Data Mining for Rare Class Analysis

Project Award Number: 0308264

Principal Investigator	Co-PI
Vipin Kumar Computer Science Department University of Minnesota 200 Union Street SE, 4-192 Minneapolis, MN 55455, USA 612-626-8074 612-626-1596 kumar@cs.umn.edu www.cs.umn.edu/~kumar	Jaideep Srivastava Computer Science Department University of Minnesota 200 Union Street SE, 4-192 Minneapolis, MN 55455, USA 612-625-4012 612-626-1596 srivasta@cs.umn.edu www.cs.umn.edu/faculty/srivasta.html
Collaborator
Aleksandar Lazarevic Computer Science Department University of Minnesota 200 Union Street SE, 4-192 Minneapolis, MN 55455, USA 612-626-8096 612-626-1596 aleks@cs.umn.edu www.cs.umn.edu/~aleks

Keywords

rare class analysis

data mining

predictive models

feature construction

data streams

Project Summary

“Rare events” are those that occur very infrequently, and are thus very difficult to detect. However, when they do occur, their consequences can be quite dramatic, and quite often in a negative sense. Examples include network intrusions and security breaches, cardiac events, credit card and other types of financial fraud, telecom circuit overloads, traffic accidents, etc. Timely detection of rare events has been of interest for quite some time.

The problem of analyzing rare events has been variously called deviation detection, outlier analysis, anomaly detection, exception mining, etc. We use the term rare class analysis, which collectively refers to techniques for a number of problems related to rare events. These include (i) techniques for selecting the appropriate feature space to analyze rare events in an application domain, (ii) algorithms for building models for detecting and characterizing rare events, (iii) adaptive techniques for handling evolving concepts in data streams.

This project is conducting a research program that will investigate the issues in rare class analysis described above, and develop a suite of techniques to address them.
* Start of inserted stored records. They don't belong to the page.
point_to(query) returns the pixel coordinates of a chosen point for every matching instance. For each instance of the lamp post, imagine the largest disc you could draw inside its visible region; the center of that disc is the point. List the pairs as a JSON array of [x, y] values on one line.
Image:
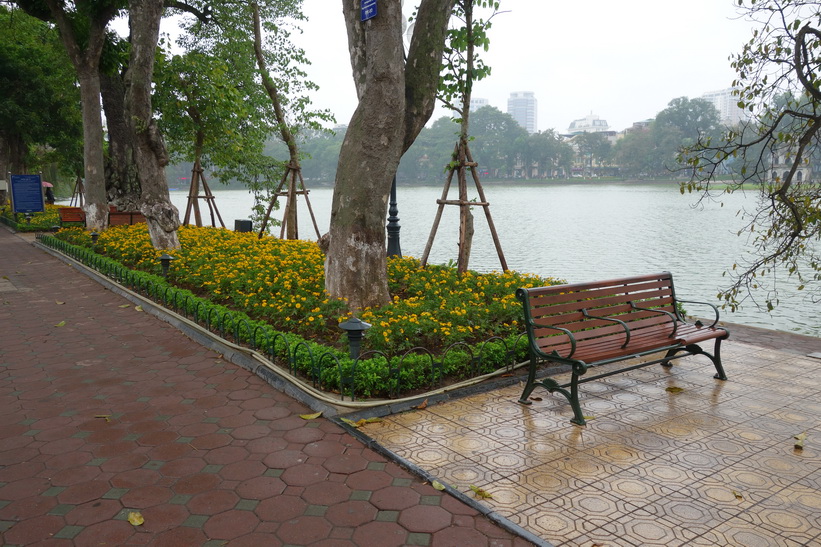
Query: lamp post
[[393, 227], [355, 329], [165, 263]]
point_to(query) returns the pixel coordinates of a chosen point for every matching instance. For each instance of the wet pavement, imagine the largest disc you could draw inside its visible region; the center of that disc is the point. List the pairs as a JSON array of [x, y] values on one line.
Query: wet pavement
[[707, 462], [106, 411]]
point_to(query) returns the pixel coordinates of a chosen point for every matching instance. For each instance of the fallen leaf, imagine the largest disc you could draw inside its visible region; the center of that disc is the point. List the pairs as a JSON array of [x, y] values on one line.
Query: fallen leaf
[[364, 421], [135, 518], [480, 492]]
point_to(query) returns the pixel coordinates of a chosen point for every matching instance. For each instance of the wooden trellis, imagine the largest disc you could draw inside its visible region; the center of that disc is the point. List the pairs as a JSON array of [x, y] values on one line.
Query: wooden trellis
[[296, 187], [198, 182], [464, 162]]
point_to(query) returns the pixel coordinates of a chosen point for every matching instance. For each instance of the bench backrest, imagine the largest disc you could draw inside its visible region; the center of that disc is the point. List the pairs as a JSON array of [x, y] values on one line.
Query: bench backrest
[[562, 306], [71, 214], [117, 218]]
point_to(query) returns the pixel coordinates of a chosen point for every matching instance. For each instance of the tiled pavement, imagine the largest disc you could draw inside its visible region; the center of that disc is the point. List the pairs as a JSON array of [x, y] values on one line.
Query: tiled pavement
[[105, 411], [713, 464], [115, 412]]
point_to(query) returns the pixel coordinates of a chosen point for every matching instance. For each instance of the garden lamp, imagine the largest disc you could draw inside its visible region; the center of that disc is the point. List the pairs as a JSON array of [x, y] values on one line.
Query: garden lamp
[[355, 329], [165, 262]]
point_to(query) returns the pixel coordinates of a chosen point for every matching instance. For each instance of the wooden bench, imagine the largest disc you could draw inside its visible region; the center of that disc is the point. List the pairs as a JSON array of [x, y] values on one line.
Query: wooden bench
[[71, 216], [117, 218], [589, 324]]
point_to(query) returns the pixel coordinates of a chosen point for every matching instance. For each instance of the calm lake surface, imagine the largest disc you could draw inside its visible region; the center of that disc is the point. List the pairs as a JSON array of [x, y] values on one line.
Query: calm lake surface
[[579, 232]]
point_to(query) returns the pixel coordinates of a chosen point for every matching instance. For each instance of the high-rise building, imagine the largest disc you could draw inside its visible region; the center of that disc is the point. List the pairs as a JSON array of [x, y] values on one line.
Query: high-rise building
[[727, 105], [589, 124], [522, 106], [477, 102]]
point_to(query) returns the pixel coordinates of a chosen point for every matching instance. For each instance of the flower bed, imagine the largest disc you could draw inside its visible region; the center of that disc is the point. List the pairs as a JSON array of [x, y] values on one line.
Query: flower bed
[[39, 222], [281, 283]]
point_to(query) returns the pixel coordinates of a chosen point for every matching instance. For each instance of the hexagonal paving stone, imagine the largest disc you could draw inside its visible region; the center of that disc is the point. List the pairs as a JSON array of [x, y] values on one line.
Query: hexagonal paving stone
[[351, 513], [304, 530], [304, 474]]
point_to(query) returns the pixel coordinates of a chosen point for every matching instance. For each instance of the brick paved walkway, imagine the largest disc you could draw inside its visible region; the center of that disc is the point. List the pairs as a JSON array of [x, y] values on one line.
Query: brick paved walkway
[[106, 410]]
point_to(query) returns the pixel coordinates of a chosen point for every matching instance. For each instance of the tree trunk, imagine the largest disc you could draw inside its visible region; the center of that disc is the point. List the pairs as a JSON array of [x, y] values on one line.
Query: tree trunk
[[12, 155], [149, 149], [96, 202], [395, 100], [122, 184]]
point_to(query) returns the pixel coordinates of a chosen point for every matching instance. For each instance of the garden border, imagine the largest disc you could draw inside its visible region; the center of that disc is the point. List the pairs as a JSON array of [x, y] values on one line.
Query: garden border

Our approach is based on the key observation that models that describe rare events are fundamentally different from those that describe normal events, due to a number of factors such as heterogeneity and multi-modality. Specifically, we will address the following computer science challenges:

· It has been shown that rare class analysis requires attention to features that make the rare events stand out - else they will be masked by the overwhelming volume of normal events. We are developing techniques that will create the appropriate feature space for rare class analysis, given an application.

· Standard predictive model building techniques do not work well for rare class problems. We have developed a novel 2-phase algorithm PNRule and its variants that have shown excellent promise. We are currently extending this work to address various other model-building problems in rare class analysis.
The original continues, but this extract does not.